Chwilkę się zastanawiałem jak to w miarę ładnie napisać, ale szczerze mówiąc nie mam do tego teraz głowy i nie będę miał w najbliższym czasie. Napiszę więc krótko i zwięźle.
Ustka->plaża-> kąpiel-> po chwili burza i grono uciekających ludzi, wychodzę z wody, już prawie pusto na plaży, tylko dwie piękne laski biegną i się uśmiechają, nie zagadałem, nie krzyknąłem nie pobiegłem za nimi, szkoda.
Idę gdzieś się schować i widzę, że dziewczyna HB-7 idzie sobie z parasolką, myślę podbiję trochę mocniej- złapię ją za rękę (którą parasol trzyma) i nic nie będę mówić, tylko tak będę szedł przy niej.
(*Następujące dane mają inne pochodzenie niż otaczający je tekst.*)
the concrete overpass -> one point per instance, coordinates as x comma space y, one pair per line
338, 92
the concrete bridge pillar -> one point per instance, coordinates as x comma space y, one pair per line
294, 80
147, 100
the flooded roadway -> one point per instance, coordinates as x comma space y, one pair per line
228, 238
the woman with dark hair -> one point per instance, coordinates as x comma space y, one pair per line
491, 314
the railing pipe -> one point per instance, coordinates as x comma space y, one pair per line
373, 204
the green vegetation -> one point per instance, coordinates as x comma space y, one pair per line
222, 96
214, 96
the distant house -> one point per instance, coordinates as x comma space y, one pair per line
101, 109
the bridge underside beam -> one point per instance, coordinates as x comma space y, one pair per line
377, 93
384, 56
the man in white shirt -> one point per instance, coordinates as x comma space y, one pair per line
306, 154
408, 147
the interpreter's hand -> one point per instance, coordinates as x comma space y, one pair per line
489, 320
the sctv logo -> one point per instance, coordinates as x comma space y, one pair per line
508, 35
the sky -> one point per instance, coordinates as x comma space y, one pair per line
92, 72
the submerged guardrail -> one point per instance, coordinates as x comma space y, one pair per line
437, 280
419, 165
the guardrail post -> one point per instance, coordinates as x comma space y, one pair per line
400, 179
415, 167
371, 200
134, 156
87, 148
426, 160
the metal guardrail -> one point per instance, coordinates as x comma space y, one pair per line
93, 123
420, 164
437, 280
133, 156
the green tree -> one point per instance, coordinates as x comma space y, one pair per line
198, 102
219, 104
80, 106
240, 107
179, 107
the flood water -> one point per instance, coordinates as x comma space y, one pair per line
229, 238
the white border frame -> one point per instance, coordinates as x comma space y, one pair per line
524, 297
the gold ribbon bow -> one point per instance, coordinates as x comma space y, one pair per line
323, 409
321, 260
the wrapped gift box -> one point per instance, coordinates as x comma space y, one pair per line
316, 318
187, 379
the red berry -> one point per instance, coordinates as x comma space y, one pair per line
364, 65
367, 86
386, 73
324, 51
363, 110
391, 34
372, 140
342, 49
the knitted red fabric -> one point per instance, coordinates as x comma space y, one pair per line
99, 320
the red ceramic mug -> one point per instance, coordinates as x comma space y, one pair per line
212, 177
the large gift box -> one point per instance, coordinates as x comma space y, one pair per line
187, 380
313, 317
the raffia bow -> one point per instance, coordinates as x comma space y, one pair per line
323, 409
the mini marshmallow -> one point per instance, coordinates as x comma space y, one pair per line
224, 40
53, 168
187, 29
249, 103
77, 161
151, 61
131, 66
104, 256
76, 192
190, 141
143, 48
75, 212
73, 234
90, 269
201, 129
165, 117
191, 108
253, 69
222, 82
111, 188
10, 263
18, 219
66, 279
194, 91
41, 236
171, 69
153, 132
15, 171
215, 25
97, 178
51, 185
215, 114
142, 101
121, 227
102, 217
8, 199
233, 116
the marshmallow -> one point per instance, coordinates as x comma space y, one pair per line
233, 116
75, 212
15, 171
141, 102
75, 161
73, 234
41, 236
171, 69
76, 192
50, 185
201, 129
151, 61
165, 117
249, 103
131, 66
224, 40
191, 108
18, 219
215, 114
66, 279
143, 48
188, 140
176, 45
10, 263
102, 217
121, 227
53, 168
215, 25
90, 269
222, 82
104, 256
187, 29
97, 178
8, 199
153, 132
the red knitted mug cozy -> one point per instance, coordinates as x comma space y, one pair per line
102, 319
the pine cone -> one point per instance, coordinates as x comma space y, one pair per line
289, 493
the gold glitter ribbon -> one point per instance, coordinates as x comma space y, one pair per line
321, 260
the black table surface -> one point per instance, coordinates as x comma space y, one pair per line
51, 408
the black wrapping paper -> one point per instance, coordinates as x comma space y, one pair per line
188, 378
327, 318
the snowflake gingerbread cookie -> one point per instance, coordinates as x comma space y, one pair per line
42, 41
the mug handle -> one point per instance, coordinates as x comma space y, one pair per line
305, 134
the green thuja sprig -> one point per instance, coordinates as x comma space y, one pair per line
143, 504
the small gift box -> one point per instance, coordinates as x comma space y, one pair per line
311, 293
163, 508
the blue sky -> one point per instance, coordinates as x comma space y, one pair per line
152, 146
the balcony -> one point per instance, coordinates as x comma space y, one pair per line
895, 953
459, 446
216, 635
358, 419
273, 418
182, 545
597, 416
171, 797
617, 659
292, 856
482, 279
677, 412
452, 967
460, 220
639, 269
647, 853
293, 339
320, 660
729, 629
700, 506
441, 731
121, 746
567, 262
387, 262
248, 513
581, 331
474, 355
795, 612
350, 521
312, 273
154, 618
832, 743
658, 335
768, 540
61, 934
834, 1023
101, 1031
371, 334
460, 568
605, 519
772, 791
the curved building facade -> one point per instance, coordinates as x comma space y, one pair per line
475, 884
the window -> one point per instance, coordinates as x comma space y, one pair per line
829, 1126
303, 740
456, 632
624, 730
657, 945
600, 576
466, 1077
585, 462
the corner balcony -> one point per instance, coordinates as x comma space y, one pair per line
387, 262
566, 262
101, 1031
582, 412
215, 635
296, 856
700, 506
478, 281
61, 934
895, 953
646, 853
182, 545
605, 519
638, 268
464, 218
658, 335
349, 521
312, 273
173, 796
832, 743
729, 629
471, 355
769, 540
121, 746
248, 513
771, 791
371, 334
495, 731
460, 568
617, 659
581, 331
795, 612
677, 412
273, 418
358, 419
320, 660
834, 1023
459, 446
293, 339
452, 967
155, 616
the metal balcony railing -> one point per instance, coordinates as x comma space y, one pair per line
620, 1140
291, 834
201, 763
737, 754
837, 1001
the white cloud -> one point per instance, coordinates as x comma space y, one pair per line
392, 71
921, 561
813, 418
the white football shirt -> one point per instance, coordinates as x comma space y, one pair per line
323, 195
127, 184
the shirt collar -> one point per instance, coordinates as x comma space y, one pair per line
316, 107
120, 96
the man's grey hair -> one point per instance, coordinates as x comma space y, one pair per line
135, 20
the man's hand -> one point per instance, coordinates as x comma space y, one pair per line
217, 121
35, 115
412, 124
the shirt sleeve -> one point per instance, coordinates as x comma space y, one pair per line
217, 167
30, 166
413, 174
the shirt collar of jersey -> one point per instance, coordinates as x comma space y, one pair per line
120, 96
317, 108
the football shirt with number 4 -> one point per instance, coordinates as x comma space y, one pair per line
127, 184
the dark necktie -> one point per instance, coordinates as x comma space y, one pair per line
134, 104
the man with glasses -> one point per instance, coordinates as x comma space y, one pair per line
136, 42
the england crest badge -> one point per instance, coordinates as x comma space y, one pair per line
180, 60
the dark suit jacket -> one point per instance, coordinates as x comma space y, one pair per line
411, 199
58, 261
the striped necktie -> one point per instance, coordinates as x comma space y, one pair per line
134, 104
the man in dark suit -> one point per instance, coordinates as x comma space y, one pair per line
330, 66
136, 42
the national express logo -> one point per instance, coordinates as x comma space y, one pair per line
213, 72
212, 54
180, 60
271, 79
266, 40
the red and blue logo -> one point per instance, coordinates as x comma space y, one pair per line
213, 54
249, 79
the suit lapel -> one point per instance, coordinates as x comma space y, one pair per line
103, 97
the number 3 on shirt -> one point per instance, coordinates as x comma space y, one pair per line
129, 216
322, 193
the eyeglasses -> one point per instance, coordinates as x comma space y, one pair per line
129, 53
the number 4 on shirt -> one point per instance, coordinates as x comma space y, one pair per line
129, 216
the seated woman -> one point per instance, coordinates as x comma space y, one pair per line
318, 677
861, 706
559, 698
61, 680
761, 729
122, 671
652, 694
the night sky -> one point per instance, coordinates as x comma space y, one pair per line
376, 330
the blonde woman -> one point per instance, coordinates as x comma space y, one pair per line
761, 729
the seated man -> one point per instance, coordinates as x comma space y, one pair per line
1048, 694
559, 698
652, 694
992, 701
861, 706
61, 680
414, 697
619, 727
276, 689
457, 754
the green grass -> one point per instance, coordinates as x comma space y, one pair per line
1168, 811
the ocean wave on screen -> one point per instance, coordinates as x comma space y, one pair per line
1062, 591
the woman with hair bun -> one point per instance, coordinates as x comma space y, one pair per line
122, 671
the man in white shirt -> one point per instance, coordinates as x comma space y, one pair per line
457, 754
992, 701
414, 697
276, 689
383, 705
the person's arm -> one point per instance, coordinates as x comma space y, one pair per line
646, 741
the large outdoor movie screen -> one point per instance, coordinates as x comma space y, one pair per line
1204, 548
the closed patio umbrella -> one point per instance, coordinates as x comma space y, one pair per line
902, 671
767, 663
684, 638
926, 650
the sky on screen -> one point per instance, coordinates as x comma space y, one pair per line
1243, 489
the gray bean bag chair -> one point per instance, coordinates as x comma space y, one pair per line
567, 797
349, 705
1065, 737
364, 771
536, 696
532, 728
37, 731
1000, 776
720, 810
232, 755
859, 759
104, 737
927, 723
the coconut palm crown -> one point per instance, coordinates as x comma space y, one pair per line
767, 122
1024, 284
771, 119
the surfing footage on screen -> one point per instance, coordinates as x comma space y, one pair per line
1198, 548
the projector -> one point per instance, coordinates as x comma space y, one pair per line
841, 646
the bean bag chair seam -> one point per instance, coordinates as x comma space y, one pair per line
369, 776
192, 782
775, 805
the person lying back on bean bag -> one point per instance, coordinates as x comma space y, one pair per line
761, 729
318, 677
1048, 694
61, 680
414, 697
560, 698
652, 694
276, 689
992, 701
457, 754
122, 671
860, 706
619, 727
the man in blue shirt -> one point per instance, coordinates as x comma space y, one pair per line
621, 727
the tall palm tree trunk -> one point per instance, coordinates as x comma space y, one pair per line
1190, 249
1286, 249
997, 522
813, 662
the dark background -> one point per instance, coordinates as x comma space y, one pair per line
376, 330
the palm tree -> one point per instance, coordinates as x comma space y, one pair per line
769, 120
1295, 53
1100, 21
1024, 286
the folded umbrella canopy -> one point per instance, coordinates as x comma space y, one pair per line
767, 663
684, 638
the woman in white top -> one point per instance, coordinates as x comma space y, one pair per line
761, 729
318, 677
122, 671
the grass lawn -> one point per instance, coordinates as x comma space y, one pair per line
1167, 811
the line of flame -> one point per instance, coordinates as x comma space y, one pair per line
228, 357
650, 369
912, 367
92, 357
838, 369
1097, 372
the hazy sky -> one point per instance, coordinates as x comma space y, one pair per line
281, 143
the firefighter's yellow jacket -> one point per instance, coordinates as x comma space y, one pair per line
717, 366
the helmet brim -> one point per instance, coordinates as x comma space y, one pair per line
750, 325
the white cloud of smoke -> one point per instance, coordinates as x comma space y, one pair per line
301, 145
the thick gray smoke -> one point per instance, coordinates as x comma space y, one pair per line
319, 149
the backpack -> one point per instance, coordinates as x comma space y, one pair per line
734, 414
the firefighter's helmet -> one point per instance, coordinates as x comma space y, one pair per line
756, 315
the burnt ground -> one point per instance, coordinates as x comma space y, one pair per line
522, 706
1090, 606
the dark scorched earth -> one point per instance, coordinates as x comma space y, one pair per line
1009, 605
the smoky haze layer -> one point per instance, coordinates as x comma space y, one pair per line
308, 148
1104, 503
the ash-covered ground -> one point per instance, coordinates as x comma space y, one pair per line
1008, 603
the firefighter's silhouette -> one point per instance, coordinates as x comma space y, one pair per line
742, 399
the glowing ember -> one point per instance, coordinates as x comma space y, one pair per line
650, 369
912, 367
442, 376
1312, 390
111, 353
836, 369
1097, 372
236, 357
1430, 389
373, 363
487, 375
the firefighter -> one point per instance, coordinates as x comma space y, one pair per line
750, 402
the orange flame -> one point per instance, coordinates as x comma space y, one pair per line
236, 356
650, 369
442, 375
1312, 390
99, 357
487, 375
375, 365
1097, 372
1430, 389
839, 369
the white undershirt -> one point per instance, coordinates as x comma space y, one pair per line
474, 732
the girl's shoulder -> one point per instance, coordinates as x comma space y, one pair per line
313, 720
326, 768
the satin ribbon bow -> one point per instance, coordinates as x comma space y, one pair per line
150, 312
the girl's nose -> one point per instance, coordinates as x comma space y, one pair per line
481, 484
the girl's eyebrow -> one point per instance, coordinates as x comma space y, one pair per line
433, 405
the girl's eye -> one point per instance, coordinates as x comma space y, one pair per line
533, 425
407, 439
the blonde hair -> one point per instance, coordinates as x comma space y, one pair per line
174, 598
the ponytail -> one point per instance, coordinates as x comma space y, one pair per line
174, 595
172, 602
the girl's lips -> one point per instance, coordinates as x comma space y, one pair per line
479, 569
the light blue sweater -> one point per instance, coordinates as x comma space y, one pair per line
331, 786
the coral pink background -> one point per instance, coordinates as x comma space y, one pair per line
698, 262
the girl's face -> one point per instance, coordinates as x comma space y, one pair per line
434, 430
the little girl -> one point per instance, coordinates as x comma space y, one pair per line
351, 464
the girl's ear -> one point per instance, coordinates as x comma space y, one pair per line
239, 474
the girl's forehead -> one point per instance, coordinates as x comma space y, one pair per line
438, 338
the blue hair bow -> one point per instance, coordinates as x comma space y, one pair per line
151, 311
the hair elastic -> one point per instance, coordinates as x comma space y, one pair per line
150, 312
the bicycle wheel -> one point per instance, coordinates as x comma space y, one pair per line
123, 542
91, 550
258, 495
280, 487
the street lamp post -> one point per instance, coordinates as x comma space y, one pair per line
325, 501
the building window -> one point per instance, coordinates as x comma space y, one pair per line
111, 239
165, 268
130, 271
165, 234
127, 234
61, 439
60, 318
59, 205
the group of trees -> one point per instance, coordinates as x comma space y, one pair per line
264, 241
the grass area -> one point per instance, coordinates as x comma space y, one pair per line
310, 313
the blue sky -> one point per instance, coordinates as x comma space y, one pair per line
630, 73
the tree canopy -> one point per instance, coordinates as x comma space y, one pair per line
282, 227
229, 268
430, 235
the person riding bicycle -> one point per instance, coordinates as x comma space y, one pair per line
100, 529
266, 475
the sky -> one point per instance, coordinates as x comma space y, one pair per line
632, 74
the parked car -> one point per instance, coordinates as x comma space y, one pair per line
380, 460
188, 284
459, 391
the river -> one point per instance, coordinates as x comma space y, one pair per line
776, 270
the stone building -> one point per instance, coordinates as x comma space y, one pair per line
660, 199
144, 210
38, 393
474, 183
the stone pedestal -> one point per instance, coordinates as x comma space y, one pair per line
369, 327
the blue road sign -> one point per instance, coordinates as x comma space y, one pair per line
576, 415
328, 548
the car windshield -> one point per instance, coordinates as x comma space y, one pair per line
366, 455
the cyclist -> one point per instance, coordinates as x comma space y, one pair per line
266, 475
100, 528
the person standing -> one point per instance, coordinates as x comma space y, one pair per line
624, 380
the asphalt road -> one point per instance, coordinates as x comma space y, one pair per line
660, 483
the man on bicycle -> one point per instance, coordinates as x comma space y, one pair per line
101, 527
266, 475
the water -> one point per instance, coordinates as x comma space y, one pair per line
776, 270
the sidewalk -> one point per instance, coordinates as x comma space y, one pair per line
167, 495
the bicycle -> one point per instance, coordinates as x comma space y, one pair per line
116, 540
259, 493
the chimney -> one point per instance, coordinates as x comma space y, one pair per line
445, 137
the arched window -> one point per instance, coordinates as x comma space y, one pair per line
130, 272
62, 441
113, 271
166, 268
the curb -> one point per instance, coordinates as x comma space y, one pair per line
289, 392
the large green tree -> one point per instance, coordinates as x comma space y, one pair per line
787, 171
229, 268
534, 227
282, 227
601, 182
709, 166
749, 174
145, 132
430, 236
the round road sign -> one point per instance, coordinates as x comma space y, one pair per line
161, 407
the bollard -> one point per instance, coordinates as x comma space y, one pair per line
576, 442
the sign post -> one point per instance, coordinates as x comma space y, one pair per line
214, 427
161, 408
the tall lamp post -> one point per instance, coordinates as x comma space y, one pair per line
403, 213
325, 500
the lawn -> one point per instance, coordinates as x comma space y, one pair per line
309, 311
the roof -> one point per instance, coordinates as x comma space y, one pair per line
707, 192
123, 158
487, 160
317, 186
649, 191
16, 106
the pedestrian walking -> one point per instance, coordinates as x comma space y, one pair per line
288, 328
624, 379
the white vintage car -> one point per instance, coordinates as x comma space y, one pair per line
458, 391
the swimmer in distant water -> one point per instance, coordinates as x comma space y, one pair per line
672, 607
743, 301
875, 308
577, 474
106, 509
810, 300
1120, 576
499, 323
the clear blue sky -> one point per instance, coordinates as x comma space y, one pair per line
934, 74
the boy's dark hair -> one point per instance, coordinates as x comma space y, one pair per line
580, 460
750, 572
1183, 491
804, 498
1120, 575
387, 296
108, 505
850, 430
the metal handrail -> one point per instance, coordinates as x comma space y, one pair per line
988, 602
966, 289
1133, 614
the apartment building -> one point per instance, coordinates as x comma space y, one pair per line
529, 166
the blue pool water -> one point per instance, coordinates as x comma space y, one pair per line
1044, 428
Nim zacząłem tworzyć wymówki powiedziałem sobie raz się żyje i pobiegłem. Już miałem wyciągać rękę, gdy schowała się pod daszkiem i złożyła parasolkę.
Wkurzony wróciłem do domu, gdzie zrozumiałem, iż muszę podejście zmienić, bo przez to że nie zagadałem do dziewczyny źle się czuję.